Saí de Angola com o cheiro, a cultura, os costumes enraizados em mim, o sorriso fácil das pessoas, o valor que dão ás mais pequenas coisas, quem é angolano ou conhece a cultura sabe que é assim, sabe que as pessoas doam-se e partilham, que vivem mais o momento e queixam-se menos, o mesmo acontece com o povo brasileiro, tive família no Brasil e digo tive, porque com a emigração e com os anos de luta perdemos todos contacto uns com os outros, e eu era demasiado pequena para lembrar-me agora.

E antes que me julguem por não me sentir portuguesa, imaginem, calcem os meus sapatos, imaginem-se na pele de quem não se sente mas tentou por quase 30 anos sentir-se um pouco que fosse portuguesa, e todas as tentativas saíram frustradas, imaginem como é sentirmo-nos alienígenas num mundo que é de todos mas onde alguns tomam posse, num mundo impregnado de diferenças mas onde quem for diferente não é de lugar nenhum nem dono de coisíssima nenhuma. Não me sinto portuguesa, não admiro o Ronaldo (nem á “beleza” nem ao futebol), não ligo a fado antigo (muito melancólico a grande maioria) nem pretendo ir a Fátima para punir-me de joelhos por ter tido um laivo de felicidade, e conforme o digo neste preciso momento chovem críticas, ofensas, desdém, e é por isso que não me sinto parte deste lugar, porque pertencemos onde nos sentimos bem, onde podemos sentir sem cair o carmo e a trindade.

E como não me sinto parte daqui, agora, de agora em diante, tudo o que faço é para que um dia possa sair daqui e ter a vida que sempre quis ter aqui e nunca pude. E um dia mais tarde vão acusar-me de usar o meu dinheiro lá fora, mas eu vou dizer-lhes que o meu coração sempre está lá fora, e se o dinheiro surgiu foi porque cada gota de suor foi a pensar no momento em que faria as minhas malas para ir-me embora. E como também não devo satisfações de coisíssima nenhuma a ninguém, vou-me embora, vou ser feliz, e julguem-me os que cá ficam por não querer uma vida mediana, banal, assim assim, eu sei que só tenho uma vida e que ninguém vai resgatar os meus sonhos caso eu não lute.

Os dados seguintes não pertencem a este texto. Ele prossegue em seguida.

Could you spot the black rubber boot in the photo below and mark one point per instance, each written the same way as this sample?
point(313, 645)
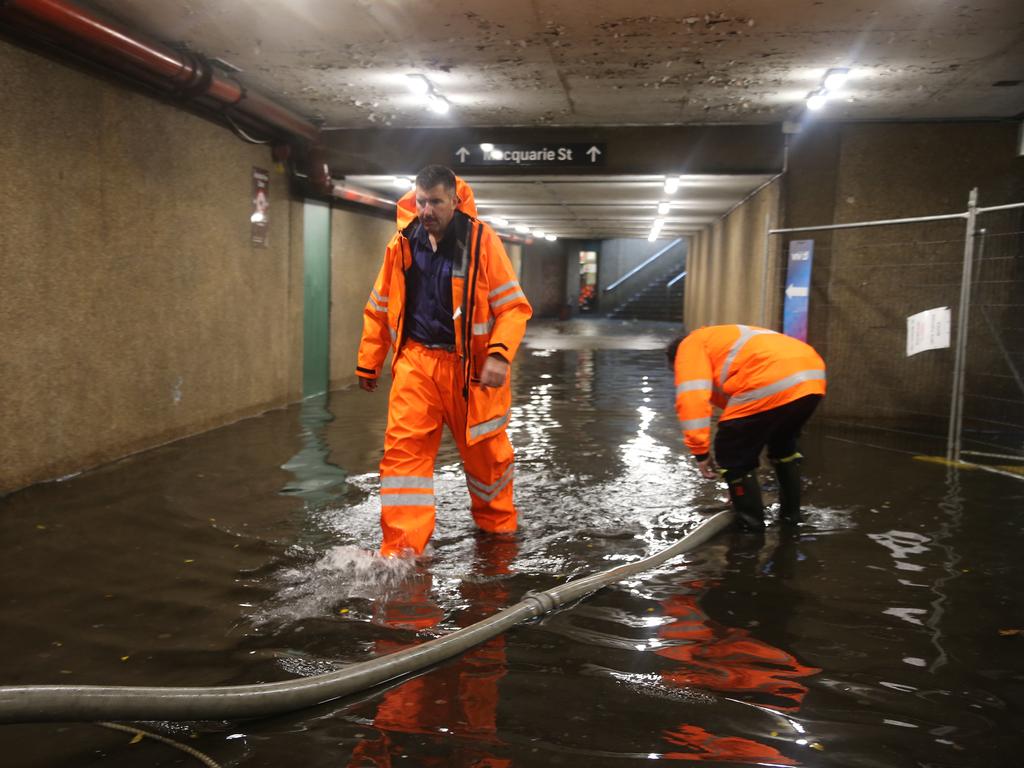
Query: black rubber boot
point(744, 493)
point(787, 472)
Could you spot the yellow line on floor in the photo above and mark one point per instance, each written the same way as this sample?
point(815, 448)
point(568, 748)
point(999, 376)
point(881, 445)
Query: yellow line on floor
point(1014, 471)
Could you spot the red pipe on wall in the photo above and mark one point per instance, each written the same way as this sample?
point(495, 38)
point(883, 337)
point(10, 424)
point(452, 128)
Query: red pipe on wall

No dia em que sair de Portugal sei que vou chorar, porque foi aqui que esfolei os joelhos, caí, chorei, aprendi, mas foi também aqui que os meus pais foram tratados como lixo, que o meu irmão com autismo foi colocado de lado pela sociedade, foi aqui que fui vítima de abusos e fiquei anos á espera de uma carta se quer, uma carta que nunca chegou cá a casa, talvez se tenha extraviado em casos mais importantes, mais endinheirados, foi aqui que fecharam-me portas e não me deixaram estudar, foi aqui que demorei 20 anos para ter um diagnóstico de transtorno de ansiedade e é aqui que quero deixar todos os anos perdidos. Portugal será como uma página onde por vezes fui feliz mas onde tantas, mas tantas incontáveis fui infeliz, gritei e ninguém me ouviu, fará sempre parte da minha história mas um dia será uma página virada, e eu sou daquelas pessoas que nunca gostou de ler um livro mais do que uma vez.